Akbar, who is currently the Minister of State for External Affairs in the Bharatiya Janata Party-led Narendra Modi government, who was then a member of the Congress.

As Director in the Prime Minister’s Office, Habibullah had a close view of the events taking place in the Congress government at the time of the Shah Bano judgement. He claims that he advised Prime Minister Gandhi to back up the court on this matter and allow the alimony judgement to go through. Habibullah wrote in The Hindu on Tuesday about how his advice was rejected:

It seemed awhile that this advice had been accepted, although no response was received to my suggestion that the PMO politely decline the request to intervene. Then one day as I entered Prime Minister Rajiv Gandhi’s chamber, I found MJ Akbar sitting across his table. Rajiv smiled cheerily, “Come in, come in Wajahat, You are one of us.”I found this greeting odd but was to discover the reason soon enough. Mr Akbar had convinced Rajiv that if the government were not to contest the Shah Bano judgment, it would appear to the Muslim community that the Prime Minister did not regard them as his own.  In what he perceived as the defence of their religious rights, Rajiv would show himself worthy of the support that the community had always placed in his family. 
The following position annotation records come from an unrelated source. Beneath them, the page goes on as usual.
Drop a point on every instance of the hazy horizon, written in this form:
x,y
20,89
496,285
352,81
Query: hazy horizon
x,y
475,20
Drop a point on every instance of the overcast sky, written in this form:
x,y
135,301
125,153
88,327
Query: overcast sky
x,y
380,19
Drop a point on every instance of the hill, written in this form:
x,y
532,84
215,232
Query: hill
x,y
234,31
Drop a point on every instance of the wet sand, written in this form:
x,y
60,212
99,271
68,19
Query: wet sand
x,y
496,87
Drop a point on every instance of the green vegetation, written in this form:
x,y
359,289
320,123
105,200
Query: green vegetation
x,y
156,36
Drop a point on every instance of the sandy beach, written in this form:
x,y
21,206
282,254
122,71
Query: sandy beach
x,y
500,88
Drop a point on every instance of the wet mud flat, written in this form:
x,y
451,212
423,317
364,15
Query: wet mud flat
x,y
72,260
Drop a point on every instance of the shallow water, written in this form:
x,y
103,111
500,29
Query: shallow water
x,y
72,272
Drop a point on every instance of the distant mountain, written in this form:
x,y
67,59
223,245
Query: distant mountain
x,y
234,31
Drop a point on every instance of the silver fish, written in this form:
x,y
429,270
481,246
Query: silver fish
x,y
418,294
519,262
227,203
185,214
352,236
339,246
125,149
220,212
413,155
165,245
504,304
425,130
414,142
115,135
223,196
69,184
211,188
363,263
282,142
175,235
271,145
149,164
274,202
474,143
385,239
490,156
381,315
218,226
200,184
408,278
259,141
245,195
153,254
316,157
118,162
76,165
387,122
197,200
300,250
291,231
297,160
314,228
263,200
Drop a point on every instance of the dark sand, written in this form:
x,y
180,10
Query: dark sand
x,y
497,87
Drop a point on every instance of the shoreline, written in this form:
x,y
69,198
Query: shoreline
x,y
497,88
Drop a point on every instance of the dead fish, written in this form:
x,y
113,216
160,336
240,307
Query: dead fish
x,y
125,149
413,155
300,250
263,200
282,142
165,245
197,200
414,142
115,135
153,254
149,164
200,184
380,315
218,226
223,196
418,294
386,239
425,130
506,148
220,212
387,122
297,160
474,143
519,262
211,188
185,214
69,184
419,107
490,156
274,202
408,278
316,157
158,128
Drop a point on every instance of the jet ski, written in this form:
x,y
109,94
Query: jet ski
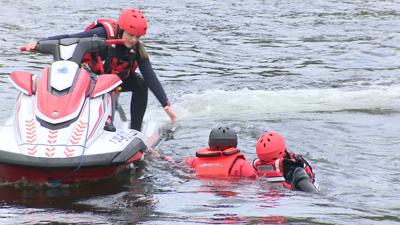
x,y
67,125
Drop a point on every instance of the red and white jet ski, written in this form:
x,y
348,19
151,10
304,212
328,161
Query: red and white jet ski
x,y
67,126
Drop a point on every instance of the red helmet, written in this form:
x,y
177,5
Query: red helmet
x,y
270,146
133,21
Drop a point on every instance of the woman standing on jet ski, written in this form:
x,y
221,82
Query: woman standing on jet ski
x,y
123,60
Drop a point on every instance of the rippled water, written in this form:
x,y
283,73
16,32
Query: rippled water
x,y
322,73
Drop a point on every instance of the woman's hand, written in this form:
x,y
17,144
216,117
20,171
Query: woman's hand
x,y
31,46
170,113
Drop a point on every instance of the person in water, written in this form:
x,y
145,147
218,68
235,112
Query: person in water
x,y
277,164
123,60
221,158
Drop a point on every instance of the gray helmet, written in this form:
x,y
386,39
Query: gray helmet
x,y
221,138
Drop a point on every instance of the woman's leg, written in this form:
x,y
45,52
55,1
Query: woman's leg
x,y
136,84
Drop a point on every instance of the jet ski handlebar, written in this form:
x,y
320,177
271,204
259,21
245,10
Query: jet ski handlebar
x,y
74,48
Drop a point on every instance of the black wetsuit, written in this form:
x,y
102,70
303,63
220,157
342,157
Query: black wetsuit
x,y
135,83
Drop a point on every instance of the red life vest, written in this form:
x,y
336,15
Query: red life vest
x,y
110,65
273,171
216,162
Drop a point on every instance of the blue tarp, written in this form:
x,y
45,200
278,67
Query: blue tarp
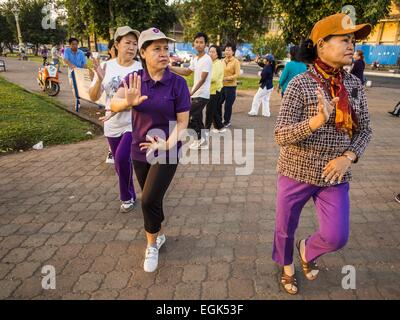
x,y
384,54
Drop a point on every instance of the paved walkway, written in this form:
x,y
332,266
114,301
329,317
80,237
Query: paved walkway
x,y
59,206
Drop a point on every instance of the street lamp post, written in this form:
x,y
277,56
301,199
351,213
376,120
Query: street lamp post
x,y
15,10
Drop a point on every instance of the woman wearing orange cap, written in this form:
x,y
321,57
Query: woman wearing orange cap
x,y
323,128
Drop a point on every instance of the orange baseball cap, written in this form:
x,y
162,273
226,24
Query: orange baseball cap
x,y
337,25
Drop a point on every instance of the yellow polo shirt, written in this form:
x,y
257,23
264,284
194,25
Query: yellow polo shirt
x,y
217,76
231,72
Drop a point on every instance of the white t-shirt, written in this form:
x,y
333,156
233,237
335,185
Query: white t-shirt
x,y
121,122
204,64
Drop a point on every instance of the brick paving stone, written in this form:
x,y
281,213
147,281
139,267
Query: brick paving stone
x,y
43,253
89,282
116,280
7,287
214,290
23,270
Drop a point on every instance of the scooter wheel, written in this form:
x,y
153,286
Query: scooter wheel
x,y
54,90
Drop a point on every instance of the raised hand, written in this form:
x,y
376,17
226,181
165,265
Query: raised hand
x,y
325,107
101,72
133,92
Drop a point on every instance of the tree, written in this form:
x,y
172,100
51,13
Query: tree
x,y
102,17
297,18
270,44
30,20
6,34
232,21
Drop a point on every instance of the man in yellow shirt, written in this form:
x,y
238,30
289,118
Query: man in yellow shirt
x,y
213,112
231,74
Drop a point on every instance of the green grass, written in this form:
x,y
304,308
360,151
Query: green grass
x,y
26,119
244,83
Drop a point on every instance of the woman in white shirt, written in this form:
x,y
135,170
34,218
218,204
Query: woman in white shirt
x,y
118,126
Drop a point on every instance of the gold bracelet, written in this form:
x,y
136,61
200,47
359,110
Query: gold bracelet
x,y
348,157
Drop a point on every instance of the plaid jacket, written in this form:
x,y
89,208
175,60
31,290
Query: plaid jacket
x,y
304,154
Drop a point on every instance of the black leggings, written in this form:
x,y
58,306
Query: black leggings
x,y
154,181
213,112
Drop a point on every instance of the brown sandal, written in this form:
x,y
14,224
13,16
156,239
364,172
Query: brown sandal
x,y
285,280
307,267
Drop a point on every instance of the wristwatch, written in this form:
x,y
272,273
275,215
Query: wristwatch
x,y
348,157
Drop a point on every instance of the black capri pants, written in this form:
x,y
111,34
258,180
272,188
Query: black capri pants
x,y
154,181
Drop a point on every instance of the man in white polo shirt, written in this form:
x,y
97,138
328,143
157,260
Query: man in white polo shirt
x,y
200,93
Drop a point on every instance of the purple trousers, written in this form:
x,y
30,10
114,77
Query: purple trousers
x,y
333,208
121,151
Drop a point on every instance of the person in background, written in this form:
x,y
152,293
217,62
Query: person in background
x,y
45,54
201,66
55,56
74,57
292,69
358,65
396,110
213,114
118,126
264,92
231,75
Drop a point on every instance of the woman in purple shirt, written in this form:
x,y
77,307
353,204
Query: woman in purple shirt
x,y
160,102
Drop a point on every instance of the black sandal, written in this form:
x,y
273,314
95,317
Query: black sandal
x,y
286,279
307,267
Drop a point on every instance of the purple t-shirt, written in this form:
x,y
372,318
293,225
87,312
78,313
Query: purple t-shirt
x,y
156,116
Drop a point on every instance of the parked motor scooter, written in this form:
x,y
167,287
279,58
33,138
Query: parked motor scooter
x,y
48,79
375,65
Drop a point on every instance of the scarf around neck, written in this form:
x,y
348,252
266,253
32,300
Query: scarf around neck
x,y
346,119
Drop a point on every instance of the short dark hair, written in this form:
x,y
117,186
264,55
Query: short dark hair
x,y
218,49
308,50
201,35
230,45
72,40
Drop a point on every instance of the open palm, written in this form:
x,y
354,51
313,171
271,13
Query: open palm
x,y
325,107
133,91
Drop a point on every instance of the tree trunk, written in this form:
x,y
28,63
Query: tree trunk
x,y
95,42
88,41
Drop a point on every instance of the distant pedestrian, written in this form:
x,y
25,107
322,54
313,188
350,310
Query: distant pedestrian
x,y
201,66
44,54
55,56
231,75
292,69
213,112
396,110
264,92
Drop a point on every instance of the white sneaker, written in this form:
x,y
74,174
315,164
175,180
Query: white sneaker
x,y
151,259
110,159
160,241
199,144
127,206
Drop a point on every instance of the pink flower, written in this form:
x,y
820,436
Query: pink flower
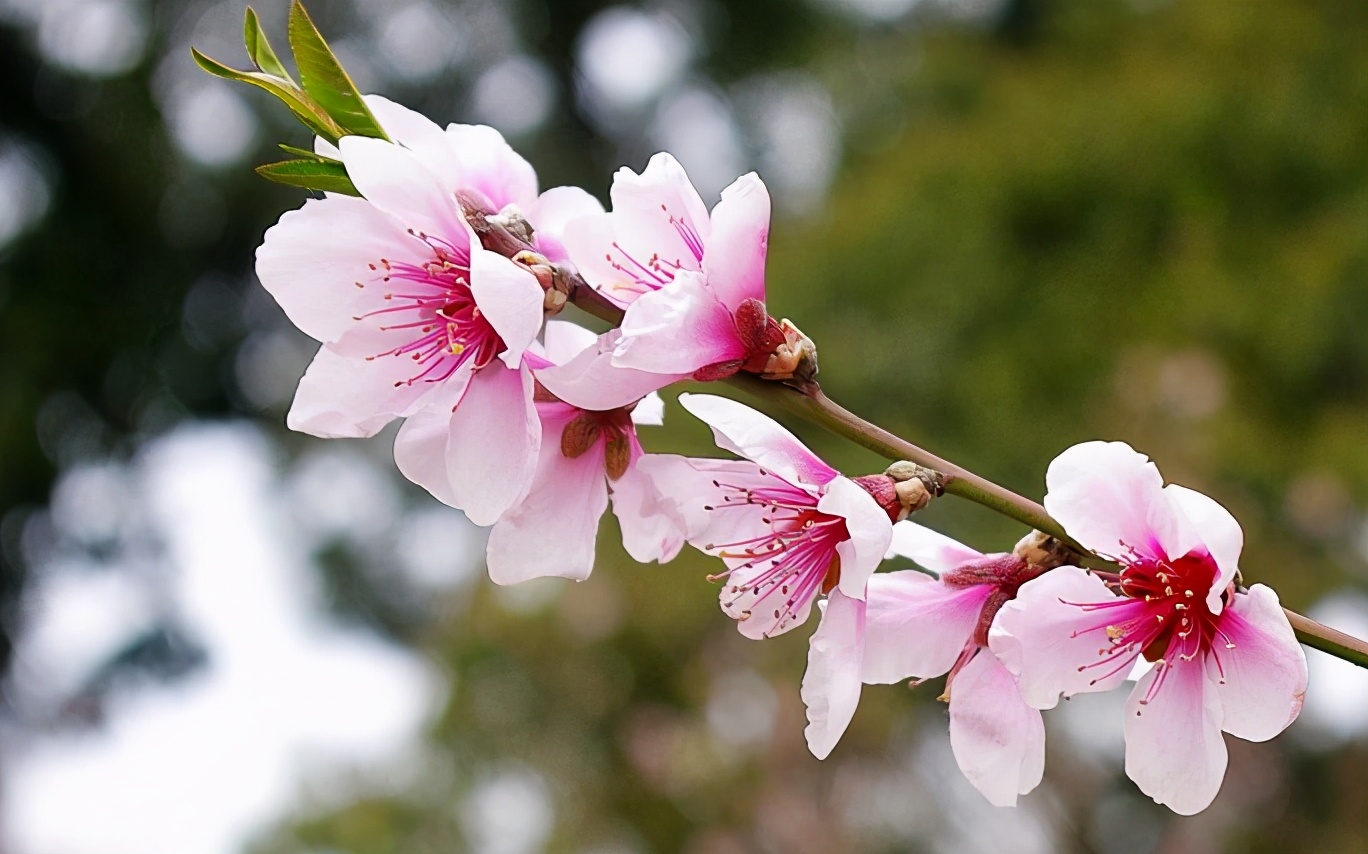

This was the argument that Mr. Akbar developed in a Doordarshan debate with then-Minister Arif Mohammed Khan, in which Mr. Khan had argued that the Koranic provision or lack of it for maintenance was neither a compulsion nor closed to interpretation. But Mr. Akbar, more westernised, had argued that the Muslims needed the reassurance that only an amendment could bring.

Habibullah’s revelation comes at a time when the Bharatiya Janata Party government has shown an interest in abolishing the system of Muslim personal laws, which govern disputes relating to marriage and divorce.

After the Shah Bano judgement, the Rajiv Gandhi government introduced the Muslim Women (Protection of Rights on Divorce) bill in Parliament, which ostensibly sought to overrule the Supreme Court's decision and deny Muslim women alimony. At the time, the BJP had made this a political issue and accused the Congress party of appeasing Muslims by allowing them to have their own personal laws.